Bursal lesions with B-cell depletions lead to severe humoral immunosuppression (SHARMA et al. 1994; SHARMA et al. 2000). When susceptible neonatal chickens younger than two weeks of age are infected, they may lose the entire bursal B-cells, which result in permanent immunologic damage (HUDSON et al. 1975; WITHERS et al. 2005). Cytokine dysregulation may cause suppression of innate and cellular immunity (RAUW et al. 2007). This was elucidated as recombinant chicken IFN-γ (rchIFN-γ) inhibited an in vitro proliferation of naïve peripheral blood lymphocytes (PBL) or splenocytes (RAUW et al. 2007). Lymphocytes harvested from the blood and lymphoid organs of an IBDV infected or live IBDV vaccinated chickens showed reduced lymphoproliferative responses when stimulated by conventional mitogens (MAZARIEGOS et al. 1990; SHARMA et al. 2000). This inhibition has been detected during early time points after IBDV infection coinciding with an increased IFN-γ response. Recently, in vitro study described the interaction of IBDV VP4 with the chicken glucocorticoid-induced leucine zipper (cGILZ) that inhibited the transcription

of NF-κB with a subsequent suppression of the innate immunity (LI et al. 2013b).
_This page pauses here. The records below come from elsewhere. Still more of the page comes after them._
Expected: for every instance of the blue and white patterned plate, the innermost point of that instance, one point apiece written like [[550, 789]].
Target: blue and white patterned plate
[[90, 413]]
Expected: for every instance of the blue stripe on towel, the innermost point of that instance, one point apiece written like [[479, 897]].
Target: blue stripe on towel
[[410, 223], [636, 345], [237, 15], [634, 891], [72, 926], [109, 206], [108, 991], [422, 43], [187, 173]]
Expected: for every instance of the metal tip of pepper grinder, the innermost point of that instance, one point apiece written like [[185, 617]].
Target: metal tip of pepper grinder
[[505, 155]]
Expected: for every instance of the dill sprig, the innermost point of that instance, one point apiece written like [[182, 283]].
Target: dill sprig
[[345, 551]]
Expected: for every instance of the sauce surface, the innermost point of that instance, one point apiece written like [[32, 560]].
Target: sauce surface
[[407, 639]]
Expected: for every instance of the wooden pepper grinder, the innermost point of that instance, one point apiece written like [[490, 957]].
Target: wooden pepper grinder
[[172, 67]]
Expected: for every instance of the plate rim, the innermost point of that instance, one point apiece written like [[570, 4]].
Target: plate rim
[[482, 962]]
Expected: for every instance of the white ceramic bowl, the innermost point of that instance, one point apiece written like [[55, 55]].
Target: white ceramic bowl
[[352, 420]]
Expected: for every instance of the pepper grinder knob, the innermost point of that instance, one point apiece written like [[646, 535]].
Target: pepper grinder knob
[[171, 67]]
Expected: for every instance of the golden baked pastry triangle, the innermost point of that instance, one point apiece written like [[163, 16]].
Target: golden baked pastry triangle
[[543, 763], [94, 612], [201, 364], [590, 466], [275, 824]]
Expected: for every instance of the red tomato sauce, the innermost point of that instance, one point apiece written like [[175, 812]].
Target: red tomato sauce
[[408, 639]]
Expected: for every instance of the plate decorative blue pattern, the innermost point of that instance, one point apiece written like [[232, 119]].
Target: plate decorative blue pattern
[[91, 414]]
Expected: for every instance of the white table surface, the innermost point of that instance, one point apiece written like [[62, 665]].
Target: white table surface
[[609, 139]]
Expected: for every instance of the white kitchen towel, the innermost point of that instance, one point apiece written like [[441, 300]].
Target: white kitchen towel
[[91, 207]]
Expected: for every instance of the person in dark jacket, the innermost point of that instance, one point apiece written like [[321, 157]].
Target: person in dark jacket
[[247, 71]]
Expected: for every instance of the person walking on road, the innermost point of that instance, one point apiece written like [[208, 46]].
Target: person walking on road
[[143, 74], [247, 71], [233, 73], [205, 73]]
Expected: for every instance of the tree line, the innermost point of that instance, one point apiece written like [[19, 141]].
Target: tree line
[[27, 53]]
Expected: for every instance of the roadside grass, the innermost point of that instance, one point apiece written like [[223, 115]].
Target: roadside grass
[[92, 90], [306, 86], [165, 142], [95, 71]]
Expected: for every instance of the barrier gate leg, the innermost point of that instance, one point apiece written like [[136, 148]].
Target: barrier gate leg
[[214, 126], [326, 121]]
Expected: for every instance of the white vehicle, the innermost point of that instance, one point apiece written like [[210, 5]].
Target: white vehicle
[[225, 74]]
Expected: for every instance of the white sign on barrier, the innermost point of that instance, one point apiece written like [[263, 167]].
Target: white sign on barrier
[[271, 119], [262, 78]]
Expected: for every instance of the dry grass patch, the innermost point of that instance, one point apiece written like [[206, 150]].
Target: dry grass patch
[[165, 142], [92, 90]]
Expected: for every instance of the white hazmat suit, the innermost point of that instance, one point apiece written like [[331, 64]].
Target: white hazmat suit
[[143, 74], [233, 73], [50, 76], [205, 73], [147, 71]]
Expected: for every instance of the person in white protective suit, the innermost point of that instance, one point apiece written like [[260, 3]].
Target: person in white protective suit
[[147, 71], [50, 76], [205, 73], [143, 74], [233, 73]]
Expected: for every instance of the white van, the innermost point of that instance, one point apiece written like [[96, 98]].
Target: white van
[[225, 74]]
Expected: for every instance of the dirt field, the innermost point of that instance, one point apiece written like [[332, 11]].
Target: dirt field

Others suggested T-cells with regulatory property may mediate cellular immunosuppression (KIM et al. 1998; SHANMUGASUNDARAM u. SELVARAJ 2011). IBDV infection induced mucosal immunosuppression denoted by reduced intraepithelial lymphocytes (iIELs) and their in vitro cytotoxicity activity (KUMAR et al.

1998). A reduced intestinal secretory IgA+ B-cells were also detected (WANG et al.

2009a).

The immunological functions of both B- and T-cells may be restored during recovery of infected chickens (KIM et al. 1999; SHARMA et al. 2000). The mechanisms of B-cell functional restoration were described, whereas of T-B-cells remained unclear.

Bursal stem cells, which survive IBDV-induced depletion, proliferate to generate new and larger bursal follicles. They became repopulated with IgM+ B-cells, and Bu-1+

cells expressing IgM or IgY (WILLIAMS u. DAVISON 2005) and dendritic-like cells (WITHERS et al. 2005). The B-cells in these follicles may undergo immunoglobulin (Ig) gene (hyper)conversion for Ig diversity and sustain specific immunological functions (WITHERS et al. 2005; WITHERS et al. 2006). Previous study indicated the strong expression of the Le^x and chB1 genes in the recovering follicles as indicators of Ig gene (hyper)conversion (IVAN et al. 2001). Medullary B-cells surviving IBDV infection form small follicles, which lack Ig gene (hyper)conversion. Birds with only small follicles do not produce Abs against IBDV or other Ags, and such chickens may be in a state of permanent immunosuppression (WITHERS et al. 2006).